The explanation is given by the *second* answer to the math stackexchange question titled "Justifying an Assumption Made While Deriving the Method of Variation of Parameters". It explains the *simple* reason why 'osculating functions' will always satisfy this constraint. I have no idea why this step is never justified, now that I know the answer is so easy to digest.
You are Great instructor . Thank you for appreciation the importance of the proof based learning and the the ideas behind the formulas and theories . I read that on Tenenbaum text and hope that my prof at class teach it , but for sorry he didn't . For that reason i believe in self learning and don't like the class approach about teaching us the final formulas or how to do that without understanding the underline information and details behind .
I can understand that condition 1 makes the calculations easier, however what I do not understand is: how this does not alter the solution if a different condition were chosen. Here is my guess: The particular solution to the differential equation is completly unique and therefore there can not be a loss of generality. If that is the case, we can choose a condition as we wish, as long as it does not contradict any of the other conditions set. Is this correct?
That is correct.

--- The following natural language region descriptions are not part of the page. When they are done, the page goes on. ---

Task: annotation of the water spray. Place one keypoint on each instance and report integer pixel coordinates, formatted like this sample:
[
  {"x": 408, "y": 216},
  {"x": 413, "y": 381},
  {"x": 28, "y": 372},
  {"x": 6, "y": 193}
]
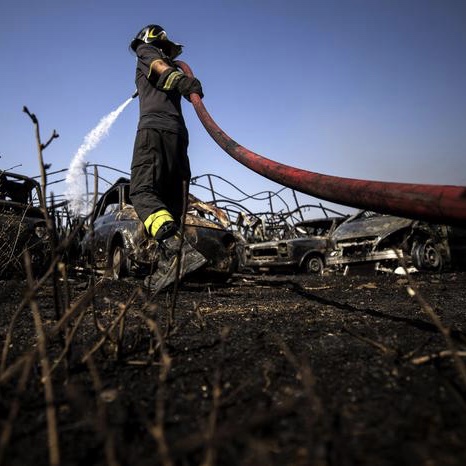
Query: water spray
[{"x": 76, "y": 177}]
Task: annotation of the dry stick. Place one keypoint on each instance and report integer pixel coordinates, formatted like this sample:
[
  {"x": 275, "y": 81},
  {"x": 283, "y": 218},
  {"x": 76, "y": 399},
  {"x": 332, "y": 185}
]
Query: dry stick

He can choose any condition(s) he wants, and the V(1,2) will change accordingly to satisfy them. He will choose conditions that make the DE solvable in the best way possible, thus the conditions he chose, which are standard and generally rote learned.
The Wronskian is just the matrix of coefficients for the linear equation the end. If you solve the two equation system with linear algebra methods, then you will be using the Wronskian. The Wronskian is not a shortcut for what he showed here, it's a result of it.
At 5:25 how can you set it equal to zero? I don't understand it. I understand why you want to set it equal to zero but don't how can it be possible to set random stuffs equal to 0?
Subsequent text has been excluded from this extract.